È qui che la storia coinvolge la Croce Rossa di Milano. Alle 13:30 del 7 settembre arriva la chiamata dalla Croce Rossa di Bologna, già in contatto con il Consolato di Bulgaria, che segnala la situazione del ragazzo, che è intenzionato a partire quello stesso giorno da lì a 90 minuti con l’autobus delle 15:00.

In tutta fretta si valuta la fattibilità di un trasporto sanitario in ambulanza fino a Sofia. La condizione di salute di Nikolay impone un’attenzione massima a ogni dettaglio e si decide allora di contattare la Croce Rossa di Susa, in Piemonte, che negli anni ha acquisito una considerevole esperienza nei trasporti sanitari internazionali.

Pochi minuti prima delle 15:00, la moglie di Nikolay viene informata che l’impossibile viaggio in autobus, che potrebbe aggravare considerevolmente le condizioni del marito già paralizzato, non sarà necessario: ci penserà la Croce Rossa Italiana con un trasporto sanitario attrezzato e con le spese interamente sostenute dal comitato CRI di Milano.

Il sollievo per la famiglia è grande, Nikolay potrà affrontare questo suo ultimo sforzo in maniera dignitosa e senza ulteriori sofferenze.

Il lunedì successivo un’ambulanza parcheggia sotto la loro abitazione per partire al più presto. Durante il tragitto i volontari e i sanitari avranno modo di conoscere meglio la famiglia e la loro storia. Non mancano i momenti di gioco con il figlio, che forse è ancora troppo piccolo per capire bene cosa stia succedendo e quale importanza rivestirà per lui e per suo padre quell’ultimo viaggio verso casa.

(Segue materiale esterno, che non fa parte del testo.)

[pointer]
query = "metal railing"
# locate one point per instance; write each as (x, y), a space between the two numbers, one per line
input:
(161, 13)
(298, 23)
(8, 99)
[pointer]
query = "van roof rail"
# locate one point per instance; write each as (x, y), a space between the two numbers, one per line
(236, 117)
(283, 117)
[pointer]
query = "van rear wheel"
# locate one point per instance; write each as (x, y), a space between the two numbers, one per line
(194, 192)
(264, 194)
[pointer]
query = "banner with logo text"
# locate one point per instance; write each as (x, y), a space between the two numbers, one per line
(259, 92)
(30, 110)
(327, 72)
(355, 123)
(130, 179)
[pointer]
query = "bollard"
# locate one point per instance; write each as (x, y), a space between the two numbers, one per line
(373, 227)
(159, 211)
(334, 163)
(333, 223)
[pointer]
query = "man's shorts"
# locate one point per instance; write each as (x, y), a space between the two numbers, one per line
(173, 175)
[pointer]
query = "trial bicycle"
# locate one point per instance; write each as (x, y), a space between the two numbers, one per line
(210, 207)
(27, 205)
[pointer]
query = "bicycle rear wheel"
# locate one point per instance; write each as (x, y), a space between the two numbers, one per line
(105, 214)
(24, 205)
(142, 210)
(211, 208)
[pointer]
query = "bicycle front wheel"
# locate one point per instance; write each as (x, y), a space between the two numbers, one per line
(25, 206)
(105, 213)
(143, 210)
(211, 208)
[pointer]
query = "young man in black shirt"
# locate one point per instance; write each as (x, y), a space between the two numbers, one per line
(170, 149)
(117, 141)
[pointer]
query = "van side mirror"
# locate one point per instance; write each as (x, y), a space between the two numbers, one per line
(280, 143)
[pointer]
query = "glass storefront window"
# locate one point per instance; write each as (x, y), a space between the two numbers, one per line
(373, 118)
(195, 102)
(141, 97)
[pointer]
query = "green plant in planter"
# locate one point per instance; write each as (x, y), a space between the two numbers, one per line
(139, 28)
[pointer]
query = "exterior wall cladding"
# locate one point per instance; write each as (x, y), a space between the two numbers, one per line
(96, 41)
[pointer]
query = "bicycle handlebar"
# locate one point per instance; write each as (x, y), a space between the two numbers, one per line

Nella notte il gruppo arriva a destinazione, una piccola e modesta casa nei dintorni della capitale bulgara. Il momento tanto atteso e sperato è arrivato, il saluto con la madre è toccante e commuove tutti. Un momento di felicità nonostante la consapevolezza che il destino è già scritto.

Nikolay è venuto a mancare pochi giorni dopo, nella sua casa e accanto ai suoi cari.  

Gli sforzi fatti per organizzare in tempo record il trasporto e la sinergia tra i differenti Comitati non hanno potuto cambiare il finale di questa storia, ma hanno regalato un’ultima e insperata gioia a un uomo. Un piccolo intervento umanitario che ha fatto la differenza nella vita di una famiglia e di una madre già duramente messi alla prova.

La Croce Rossa di Milano si stringe ai parenti di Nikolay in un abbraccio di cordoglio.